Australian dollar bolstered by soaring equities


Forward march

The Australian dollar has also shrugged off news that Chinese property giant Evergrande will be liquidated, a move that may ultimately lead to weaker demand for Australian exports.

The currency is still, however, on track for a 2.9 per cent decline in January, thanks to a resurging greenback as traders dialled back their rate cut bets from the US Federal Reserve this year.

All eyes will on Wednesday’s key inflation report that will help determine whether the RBA is done with raising interested rates, before the Fed announces its latest policy decision on Wednesday (Thursday AEDT).

“The repricing in Fed rate cut expectations in recent weeks has overwhelmingly been the primary catalyst for the USD’s gains,” said Richard Franulovich, head of FX strategy at Westpac.

For Australian investors, the much-awaited consumer price index for the December quarter will likely bolster the case for the cash rate to stay at 4.35 per cent when the RBA meets next week, which in turn will weigh on the local dollar.

Economists polled by Reuters suggest headline inflation will have moderated to 0.8 per cent in the fourth quarter, from 1.2 per cent in the September quarter. Annually, it would bring the pace to 4.3 per cent, from 5.4 per cent a year ago.

Core inflation, the preferred measure of the RBA, is also expected to have slowed to 0.9 per cent from 1.2 per cent in the three months to September, taking the annual pace to 4.3 per cent, from 5.2 per cent.

That would be below the RBA’s own forecasts of inflation slowing to 4.5 per cent, giving the central bank little reason to deliver a one-more-to-be-sure rate rise at its first board meeting next month.

Still, at 4.3 per cent, inflation remains well above the central bank’s inflation target of 2 per cent to 3 per cent.

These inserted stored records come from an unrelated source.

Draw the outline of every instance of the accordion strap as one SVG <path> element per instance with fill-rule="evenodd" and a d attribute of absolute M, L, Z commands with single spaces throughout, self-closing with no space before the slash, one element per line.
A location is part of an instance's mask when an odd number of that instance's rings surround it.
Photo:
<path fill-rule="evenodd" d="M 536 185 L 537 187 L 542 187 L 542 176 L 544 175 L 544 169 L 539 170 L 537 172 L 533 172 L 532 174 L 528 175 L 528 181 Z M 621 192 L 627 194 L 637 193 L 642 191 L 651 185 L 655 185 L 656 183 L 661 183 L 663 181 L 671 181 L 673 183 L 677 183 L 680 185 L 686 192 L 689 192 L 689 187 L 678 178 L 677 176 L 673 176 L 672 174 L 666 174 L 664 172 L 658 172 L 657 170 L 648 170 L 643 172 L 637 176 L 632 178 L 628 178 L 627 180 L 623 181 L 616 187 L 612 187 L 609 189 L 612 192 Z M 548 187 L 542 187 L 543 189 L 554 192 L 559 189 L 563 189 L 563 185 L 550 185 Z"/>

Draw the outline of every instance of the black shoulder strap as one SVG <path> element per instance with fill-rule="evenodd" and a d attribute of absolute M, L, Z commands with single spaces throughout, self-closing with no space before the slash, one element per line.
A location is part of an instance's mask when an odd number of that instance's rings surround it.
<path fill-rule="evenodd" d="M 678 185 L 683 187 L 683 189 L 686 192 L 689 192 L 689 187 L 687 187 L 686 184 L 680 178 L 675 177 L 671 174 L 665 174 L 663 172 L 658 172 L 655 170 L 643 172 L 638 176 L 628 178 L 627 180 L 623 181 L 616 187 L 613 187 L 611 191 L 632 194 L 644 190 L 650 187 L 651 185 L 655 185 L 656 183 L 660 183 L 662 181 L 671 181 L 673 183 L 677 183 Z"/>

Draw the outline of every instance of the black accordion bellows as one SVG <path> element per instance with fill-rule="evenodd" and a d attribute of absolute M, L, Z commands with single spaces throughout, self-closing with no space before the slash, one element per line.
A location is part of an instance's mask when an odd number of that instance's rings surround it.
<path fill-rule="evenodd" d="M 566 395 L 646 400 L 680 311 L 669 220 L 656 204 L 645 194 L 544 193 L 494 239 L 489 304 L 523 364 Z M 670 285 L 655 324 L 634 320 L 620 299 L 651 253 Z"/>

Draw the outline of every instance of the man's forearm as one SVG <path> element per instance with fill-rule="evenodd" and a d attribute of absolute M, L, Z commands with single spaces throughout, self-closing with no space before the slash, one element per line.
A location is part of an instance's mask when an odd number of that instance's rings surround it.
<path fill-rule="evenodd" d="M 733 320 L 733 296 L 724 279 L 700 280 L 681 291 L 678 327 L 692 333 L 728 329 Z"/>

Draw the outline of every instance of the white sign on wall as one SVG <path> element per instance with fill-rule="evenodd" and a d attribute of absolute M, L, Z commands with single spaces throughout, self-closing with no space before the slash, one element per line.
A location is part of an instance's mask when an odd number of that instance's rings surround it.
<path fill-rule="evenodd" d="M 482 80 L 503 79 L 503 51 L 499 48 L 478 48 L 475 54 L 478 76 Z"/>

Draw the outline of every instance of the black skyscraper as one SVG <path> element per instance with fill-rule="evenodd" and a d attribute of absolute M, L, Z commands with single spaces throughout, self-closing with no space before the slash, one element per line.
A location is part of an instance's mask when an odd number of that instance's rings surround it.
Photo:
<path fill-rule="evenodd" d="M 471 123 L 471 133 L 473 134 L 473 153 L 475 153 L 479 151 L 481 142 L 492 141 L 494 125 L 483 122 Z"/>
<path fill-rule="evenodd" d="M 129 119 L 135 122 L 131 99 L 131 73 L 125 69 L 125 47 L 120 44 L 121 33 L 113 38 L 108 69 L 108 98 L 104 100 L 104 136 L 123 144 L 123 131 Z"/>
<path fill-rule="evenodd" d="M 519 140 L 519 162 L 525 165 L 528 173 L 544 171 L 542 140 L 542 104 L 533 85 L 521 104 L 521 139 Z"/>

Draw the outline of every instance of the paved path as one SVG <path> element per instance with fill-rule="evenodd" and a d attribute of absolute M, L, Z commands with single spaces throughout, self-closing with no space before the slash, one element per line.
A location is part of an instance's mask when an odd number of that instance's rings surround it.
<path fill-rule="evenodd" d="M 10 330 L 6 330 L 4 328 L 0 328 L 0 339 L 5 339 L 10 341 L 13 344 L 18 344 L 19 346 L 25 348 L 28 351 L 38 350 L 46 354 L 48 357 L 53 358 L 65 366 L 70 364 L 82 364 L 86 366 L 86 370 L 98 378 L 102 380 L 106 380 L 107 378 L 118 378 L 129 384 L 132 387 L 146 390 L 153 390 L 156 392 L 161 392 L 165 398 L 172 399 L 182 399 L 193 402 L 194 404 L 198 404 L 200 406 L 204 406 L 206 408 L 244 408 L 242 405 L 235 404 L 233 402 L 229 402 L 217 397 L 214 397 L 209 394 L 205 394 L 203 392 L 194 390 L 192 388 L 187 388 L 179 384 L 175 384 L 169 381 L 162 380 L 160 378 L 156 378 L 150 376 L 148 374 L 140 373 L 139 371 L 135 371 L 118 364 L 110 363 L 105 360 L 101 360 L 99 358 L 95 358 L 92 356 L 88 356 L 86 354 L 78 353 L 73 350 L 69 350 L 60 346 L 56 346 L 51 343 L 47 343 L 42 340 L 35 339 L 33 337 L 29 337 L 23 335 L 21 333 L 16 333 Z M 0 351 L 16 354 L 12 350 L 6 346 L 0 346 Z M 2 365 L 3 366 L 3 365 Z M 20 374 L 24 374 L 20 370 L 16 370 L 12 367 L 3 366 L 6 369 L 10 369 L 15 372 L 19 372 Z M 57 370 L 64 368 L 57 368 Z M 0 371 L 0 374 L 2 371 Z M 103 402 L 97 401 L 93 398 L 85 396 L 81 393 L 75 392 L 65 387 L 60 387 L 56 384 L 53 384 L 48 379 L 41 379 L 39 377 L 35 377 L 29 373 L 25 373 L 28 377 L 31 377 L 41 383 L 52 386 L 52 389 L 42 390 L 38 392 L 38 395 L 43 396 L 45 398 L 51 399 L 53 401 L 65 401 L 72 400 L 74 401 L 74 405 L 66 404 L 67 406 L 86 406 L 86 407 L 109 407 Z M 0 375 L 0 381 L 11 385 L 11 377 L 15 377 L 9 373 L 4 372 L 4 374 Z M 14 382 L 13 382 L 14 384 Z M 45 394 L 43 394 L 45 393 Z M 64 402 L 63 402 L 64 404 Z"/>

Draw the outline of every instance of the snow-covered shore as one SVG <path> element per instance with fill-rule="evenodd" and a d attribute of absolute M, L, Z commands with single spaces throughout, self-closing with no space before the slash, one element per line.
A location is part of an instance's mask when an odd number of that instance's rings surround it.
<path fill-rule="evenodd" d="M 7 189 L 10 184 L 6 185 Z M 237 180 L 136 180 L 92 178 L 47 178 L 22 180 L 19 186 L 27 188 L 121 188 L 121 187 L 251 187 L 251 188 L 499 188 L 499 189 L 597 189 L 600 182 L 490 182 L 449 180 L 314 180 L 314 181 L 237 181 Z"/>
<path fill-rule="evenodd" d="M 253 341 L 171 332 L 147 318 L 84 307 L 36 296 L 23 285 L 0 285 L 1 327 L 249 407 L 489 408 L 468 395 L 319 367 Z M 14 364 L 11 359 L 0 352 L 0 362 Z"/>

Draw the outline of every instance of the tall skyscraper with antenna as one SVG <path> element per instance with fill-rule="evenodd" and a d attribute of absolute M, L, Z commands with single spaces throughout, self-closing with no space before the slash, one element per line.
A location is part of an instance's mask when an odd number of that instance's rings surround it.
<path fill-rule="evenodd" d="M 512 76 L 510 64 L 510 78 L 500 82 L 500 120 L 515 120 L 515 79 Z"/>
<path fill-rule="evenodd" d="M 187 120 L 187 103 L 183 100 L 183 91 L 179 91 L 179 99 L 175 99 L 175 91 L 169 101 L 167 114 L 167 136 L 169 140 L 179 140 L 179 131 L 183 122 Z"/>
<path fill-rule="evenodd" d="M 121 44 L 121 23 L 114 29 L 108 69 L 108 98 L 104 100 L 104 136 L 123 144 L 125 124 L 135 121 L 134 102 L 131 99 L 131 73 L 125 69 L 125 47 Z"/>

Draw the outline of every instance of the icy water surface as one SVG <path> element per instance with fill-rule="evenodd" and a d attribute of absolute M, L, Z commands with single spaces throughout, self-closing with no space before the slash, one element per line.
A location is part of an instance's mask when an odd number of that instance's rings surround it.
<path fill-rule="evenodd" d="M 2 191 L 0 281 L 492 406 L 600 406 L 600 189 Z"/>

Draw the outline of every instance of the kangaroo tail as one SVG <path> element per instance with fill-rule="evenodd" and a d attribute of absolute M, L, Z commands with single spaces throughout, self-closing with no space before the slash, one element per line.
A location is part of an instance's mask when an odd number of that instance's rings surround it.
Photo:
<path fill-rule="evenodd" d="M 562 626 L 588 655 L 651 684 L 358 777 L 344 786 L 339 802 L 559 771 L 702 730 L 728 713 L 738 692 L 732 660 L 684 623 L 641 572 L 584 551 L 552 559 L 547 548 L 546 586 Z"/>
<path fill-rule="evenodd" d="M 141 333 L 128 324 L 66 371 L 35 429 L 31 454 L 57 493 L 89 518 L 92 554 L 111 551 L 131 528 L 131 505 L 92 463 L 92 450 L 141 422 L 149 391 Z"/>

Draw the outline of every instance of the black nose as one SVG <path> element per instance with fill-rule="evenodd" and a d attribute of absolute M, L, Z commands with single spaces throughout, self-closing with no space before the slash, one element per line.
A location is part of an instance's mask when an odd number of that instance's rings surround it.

Markets imply only a 4 per cent chance of a rate increase on February 6. That day, the RBA also releases its latest economic forecasts which will provide insights on the interest rate outlook.

Bond markets are fully priced for an RBA rate cut in September and ascribe a strong chance of a follow-up move in December.

March rate cut

Over in the US, the Federal Open Markets Committee will end its first two-day monetary policy meeting of 2024 on Wednesday (early Thursday AEDT) and is widely expected to leave the key Fed funds target rate unchanged at 5.25 per cent to 5.50 per cent.

Bond futures ascribe a 50 per cent chance of the first US rate cut in March, down from 89 per cent late December after data reinforced the resilience of the US economy. Even so, they still imply 137 basis points of easing this year – equivalent to at least five quarter-point reductions, starting in May.

“We think the Fed, erring on the side of caution, may prefer to wait until mid-year before starting its easing cycle,” said Brian Martin, head of global economics at ANZ.

Investors will also focus on comments from Fed chairman Jerome Powell after he signalled in December that the central bank was pivoting to a rate-cutting cycle.

The Bank of England also meets this week and is widely expected to keep its policy rate at 5.25 per cent. The market anticipates around 100 basis points of reductions in the UK this year, starting in June.